Dream Killers Versus Survivorship Bias

May 07, 2021

I'll preface this with some details about myself, so you can see where my stance and ideas have developed from. I never completed sixth form. When you're around 15/16 in the UK, you take your GCSE exams. After which you have a few choices. You can continue studying by doing your A-levels (or equivalents) in sixth form/colleges, or you can take an apprenticeship to combine education and work, or you can join the workforce and start earning an income. The route that's sold to most people (myself included) is to go from school to 6th form/college and then unversity. Back when I was 16 and I started 6th form I thought I had it all planned out.

I was a bright kid. I was quite reserved growing up which is probably the result of my conservative upbringing, and naturally gravitated towards authority figures as I felt safer. I never chose to be teacher's pet - it just naturally happened as I was raised with a lot of fear. So growing up when I was told I'd be a doctor, that's all I thought I'd ever be. There was no other plan, ever.
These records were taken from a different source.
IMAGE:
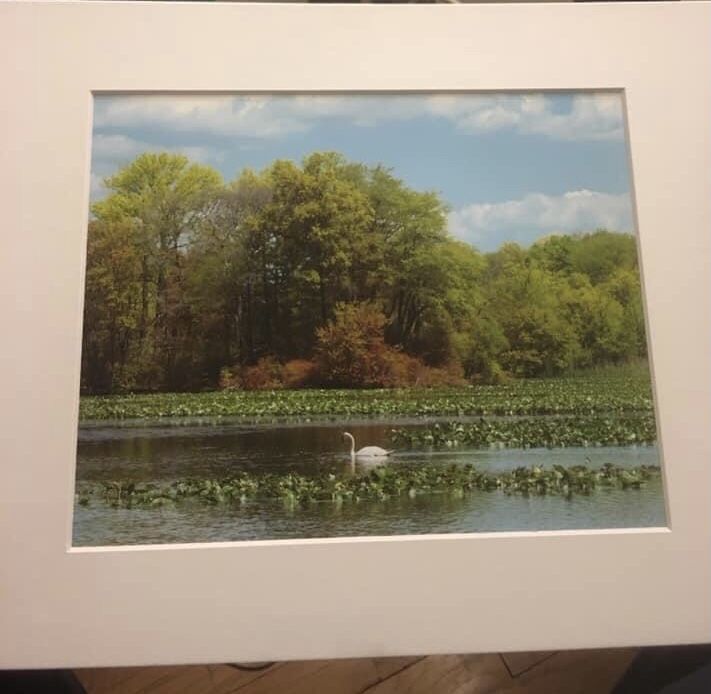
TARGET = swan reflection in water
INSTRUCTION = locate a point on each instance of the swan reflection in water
(368, 455)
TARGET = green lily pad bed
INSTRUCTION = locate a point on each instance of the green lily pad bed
(380, 483)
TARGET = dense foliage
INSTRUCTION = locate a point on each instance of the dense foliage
(378, 484)
(332, 273)
(536, 432)
(617, 391)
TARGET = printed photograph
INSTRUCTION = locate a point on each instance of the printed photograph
(348, 315)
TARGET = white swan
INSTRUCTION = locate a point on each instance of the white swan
(367, 451)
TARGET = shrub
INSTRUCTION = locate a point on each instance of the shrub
(298, 373)
(351, 350)
(266, 374)
(230, 378)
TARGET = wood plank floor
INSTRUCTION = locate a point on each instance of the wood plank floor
(572, 672)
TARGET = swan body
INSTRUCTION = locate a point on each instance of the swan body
(367, 451)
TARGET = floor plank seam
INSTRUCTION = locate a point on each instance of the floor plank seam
(260, 676)
(516, 675)
(370, 687)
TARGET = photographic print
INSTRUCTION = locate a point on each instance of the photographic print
(347, 315)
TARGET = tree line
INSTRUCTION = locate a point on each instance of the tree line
(330, 272)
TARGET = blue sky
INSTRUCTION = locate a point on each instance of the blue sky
(512, 167)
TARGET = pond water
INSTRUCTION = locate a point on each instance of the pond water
(161, 451)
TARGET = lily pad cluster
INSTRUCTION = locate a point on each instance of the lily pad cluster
(378, 484)
(579, 395)
(550, 432)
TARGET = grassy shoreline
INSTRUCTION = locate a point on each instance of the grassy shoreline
(626, 391)
(378, 484)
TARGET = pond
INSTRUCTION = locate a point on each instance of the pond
(160, 451)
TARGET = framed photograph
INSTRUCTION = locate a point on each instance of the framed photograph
(337, 331)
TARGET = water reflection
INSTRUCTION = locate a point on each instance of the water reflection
(150, 452)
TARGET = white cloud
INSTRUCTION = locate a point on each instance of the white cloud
(487, 225)
(97, 190)
(589, 116)
(116, 148)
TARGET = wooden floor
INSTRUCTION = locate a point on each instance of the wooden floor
(565, 672)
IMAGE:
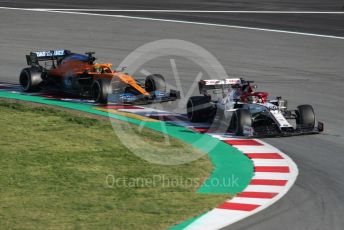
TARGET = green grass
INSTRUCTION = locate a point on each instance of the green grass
(54, 165)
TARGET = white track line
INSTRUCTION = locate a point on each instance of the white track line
(179, 21)
(192, 11)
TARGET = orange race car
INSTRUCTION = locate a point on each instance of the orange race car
(79, 75)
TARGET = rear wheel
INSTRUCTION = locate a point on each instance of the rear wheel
(306, 116)
(155, 82)
(240, 119)
(199, 109)
(30, 79)
(101, 88)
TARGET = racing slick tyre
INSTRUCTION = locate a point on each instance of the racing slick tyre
(30, 79)
(305, 116)
(100, 90)
(199, 109)
(241, 118)
(155, 82)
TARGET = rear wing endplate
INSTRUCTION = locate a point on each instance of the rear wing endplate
(34, 57)
(205, 85)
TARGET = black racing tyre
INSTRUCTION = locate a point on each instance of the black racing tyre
(240, 119)
(100, 90)
(30, 79)
(199, 109)
(305, 116)
(155, 82)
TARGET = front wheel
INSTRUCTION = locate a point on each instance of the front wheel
(30, 79)
(101, 89)
(155, 82)
(199, 109)
(240, 119)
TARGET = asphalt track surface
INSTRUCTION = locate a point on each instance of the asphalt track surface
(304, 69)
(325, 24)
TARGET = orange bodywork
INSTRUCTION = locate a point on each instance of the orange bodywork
(77, 68)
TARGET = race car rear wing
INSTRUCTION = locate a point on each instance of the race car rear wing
(205, 85)
(34, 57)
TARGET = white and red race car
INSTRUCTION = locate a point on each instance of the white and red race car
(243, 111)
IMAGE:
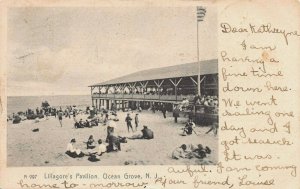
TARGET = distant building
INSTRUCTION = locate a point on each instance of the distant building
(167, 85)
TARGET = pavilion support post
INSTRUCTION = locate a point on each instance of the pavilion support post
(175, 83)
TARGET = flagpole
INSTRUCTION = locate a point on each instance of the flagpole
(199, 93)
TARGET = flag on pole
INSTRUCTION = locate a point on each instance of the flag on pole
(200, 13)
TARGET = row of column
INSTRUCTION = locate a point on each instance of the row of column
(123, 104)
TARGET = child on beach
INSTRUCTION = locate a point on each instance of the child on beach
(72, 151)
(136, 121)
(90, 143)
(101, 148)
(60, 115)
(128, 122)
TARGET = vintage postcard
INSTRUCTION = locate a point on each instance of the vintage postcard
(149, 94)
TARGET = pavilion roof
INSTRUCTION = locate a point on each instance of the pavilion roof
(181, 70)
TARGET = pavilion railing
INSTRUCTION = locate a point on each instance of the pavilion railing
(144, 96)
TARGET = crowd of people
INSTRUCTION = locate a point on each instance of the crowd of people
(112, 143)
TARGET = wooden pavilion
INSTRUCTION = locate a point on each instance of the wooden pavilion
(154, 87)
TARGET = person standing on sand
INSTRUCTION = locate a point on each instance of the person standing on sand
(60, 115)
(128, 122)
(136, 121)
(176, 113)
(164, 110)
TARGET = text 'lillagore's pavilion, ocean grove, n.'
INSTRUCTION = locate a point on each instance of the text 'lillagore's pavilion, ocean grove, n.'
(168, 85)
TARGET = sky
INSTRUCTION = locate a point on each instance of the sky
(61, 51)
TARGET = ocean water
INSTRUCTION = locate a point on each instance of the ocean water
(22, 103)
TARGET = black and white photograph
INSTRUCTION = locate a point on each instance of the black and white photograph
(112, 86)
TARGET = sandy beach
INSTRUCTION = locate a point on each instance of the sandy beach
(47, 147)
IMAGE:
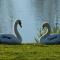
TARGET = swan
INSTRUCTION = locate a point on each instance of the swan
(48, 38)
(10, 38)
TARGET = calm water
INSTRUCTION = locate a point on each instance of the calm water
(32, 13)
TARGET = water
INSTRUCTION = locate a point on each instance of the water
(32, 13)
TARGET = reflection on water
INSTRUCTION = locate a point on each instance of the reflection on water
(32, 13)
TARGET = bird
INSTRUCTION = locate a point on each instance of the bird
(11, 38)
(48, 38)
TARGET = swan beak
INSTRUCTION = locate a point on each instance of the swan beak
(21, 26)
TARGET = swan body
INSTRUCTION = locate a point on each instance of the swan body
(10, 38)
(48, 38)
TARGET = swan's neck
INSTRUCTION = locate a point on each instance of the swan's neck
(16, 31)
(46, 33)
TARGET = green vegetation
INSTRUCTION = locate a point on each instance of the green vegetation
(29, 52)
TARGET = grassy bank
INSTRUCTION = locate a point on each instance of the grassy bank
(29, 52)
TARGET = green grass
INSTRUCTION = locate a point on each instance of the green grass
(29, 52)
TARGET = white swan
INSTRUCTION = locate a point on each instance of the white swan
(48, 38)
(10, 38)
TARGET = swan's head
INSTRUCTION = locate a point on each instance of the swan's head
(19, 22)
(45, 25)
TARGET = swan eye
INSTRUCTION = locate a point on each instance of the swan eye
(6, 37)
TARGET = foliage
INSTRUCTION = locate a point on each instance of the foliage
(30, 52)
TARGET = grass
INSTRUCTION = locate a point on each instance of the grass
(29, 52)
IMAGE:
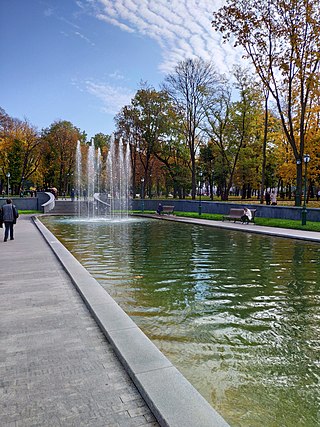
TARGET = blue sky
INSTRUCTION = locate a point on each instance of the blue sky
(82, 60)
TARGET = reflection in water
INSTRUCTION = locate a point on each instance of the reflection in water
(238, 314)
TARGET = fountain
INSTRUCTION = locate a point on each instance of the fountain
(103, 187)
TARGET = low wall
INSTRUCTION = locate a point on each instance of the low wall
(264, 211)
(29, 203)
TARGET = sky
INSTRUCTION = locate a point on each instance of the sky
(83, 60)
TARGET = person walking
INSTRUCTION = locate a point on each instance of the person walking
(9, 215)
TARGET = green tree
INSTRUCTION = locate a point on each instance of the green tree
(282, 40)
(59, 154)
(189, 87)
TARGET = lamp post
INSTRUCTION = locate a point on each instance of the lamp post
(8, 182)
(22, 187)
(306, 159)
(298, 195)
(142, 195)
(200, 191)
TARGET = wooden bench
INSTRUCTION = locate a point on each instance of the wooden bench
(236, 214)
(167, 210)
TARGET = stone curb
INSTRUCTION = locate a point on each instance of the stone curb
(172, 399)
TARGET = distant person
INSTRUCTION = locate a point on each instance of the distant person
(9, 214)
(159, 209)
(273, 198)
(247, 216)
(268, 198)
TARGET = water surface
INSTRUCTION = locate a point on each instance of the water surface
(238, 314)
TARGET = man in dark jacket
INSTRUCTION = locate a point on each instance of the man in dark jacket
(9, 214)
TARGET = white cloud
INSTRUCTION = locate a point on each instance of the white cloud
(113, 98)
(182, 28)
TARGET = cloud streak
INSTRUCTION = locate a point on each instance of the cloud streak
(182, 28)
(113, 98)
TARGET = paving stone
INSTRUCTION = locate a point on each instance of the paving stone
(56, 367)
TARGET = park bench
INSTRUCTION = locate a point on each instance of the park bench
(236, 214)
(167, 210)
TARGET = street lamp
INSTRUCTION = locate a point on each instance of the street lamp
(200, 191)
(142, 195)
(306, 159)
(298, 195)
(8, 184)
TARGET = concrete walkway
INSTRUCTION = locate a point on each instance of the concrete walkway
(56, 366)
(59, 368)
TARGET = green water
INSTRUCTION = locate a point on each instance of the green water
(237, 314)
But that same intelligence was also the reason why when I hit sixth form, I realised it wasn't the place for me. That "safe" path that had been planned for me wasn't my path. I became very disillusioned with the education system when I saw how it was run like a business. I don't know if they're still around, but the big thing then was "UCAS" points. The more points you score, the more money the institution earns. We were sold it on the idea that it makes you a more attractive prospect to universities too - but the reality is very different. Oxford/Cambridge will not give a damn if you have an A in general studies if you want to study mathematics.

So now the same kid who everyone thought would go on to do great things at university started to ask questions. It started simple - why? When I asked why, I never got a straight answer. When I confronted teachers about why I should concentrate on this general studies exam instead of using that time to study the core subjects I picked - I got the answer of "just do it". So I changed who I asked the question of. Instead of asking these oh so mighty authority figures in my life at the time, I started questioning my peers, and people older than myself who had already been through the system. It was a moment where I felt like the veil had been lifted from my eyes. The simple answer to my queston of why: it benefitted them. It was never there to benefit me. It was just sold to me on the lie that it would be beneficial to me. So now when I was sold this lie, what else was I lied to about? By extension, who else in my life had been lying to me, consciously or subconsciously?

I remember back in around 2007, my school took me to see a motivational speaker. At that time, I had no clue what a motivational speaker was, and I definitely had no clue what they would be talking about. That one trip changed my mentality 3 years later. That speaker was Andrew Mohammad. He never took a conventional path to get to where he is now, yet he has been wildly successful. Around this time, I learned the story of Richard Branson.

When I started asking why, I also started doing something else. Observing. I started paying attention to the people I asked questions of to learn why they might have a specific answer. I started understanding their life and situation which dictated the answer they gave. When crabs are put in a barrel, each crab could climb out quite easily. However when any crab attempts to get out, the other crabs pull them down. This phenomena is called crab mentality.

Where people had to take the sensible option, that's the only thing they know. Whenever someone comes to them with big dreams, they kill it. The same way they had their dreams killed. Now conversely, when I approached someone super successful, I found the opposite - but I was never warned of the risks I'd face along the way. They exhibited a different behaviour - survivorship bias.

But myself at 16, I saw things a different way. I saw successful people and unsuccessful people alike; they were all people. People did it. They're not ethereal beings. Just people. So why can't I believe and achieve more than anyone else? When I started my first job at 17, I had the idea of retiring when I was 30. I'm 26 now, and I won't achieve retirement by 30, but I will part retire at 30. And I'm on track to fully retire by 40. Earlier than that, I will be looking into working for myself rather than my income being tied to others. What am I doing special? Nothing. What have I learned about? Passive incomes. Stocks and investing mainly, but that's not what will let me retire early. You need the money invested to make anything from it, and returns are in single digit percents for dividends. What will let me retire early is having that as a goal and making moves towards it.

Towards "dream killers", I just stopped letting them know my dreams and ideas. How can they advise me when they never walked any paths like that themselves? Towards the successful, I developed a different attitude. Instead of asking their advice, I first ask them their story. How did they get to be where they are now? What were the losses and the scares along the way? Understanding their story helps me understand their advice, and what they know about the pitfalls along the way.

And to the dreamers? Keep walking the path less travelled. Make your goals then work towards them. Follow the examples set by the people who walked those paths before you - but learn from their mistakes. But know that each choice you make has consequences. Choose wisely. But never be a dream killer.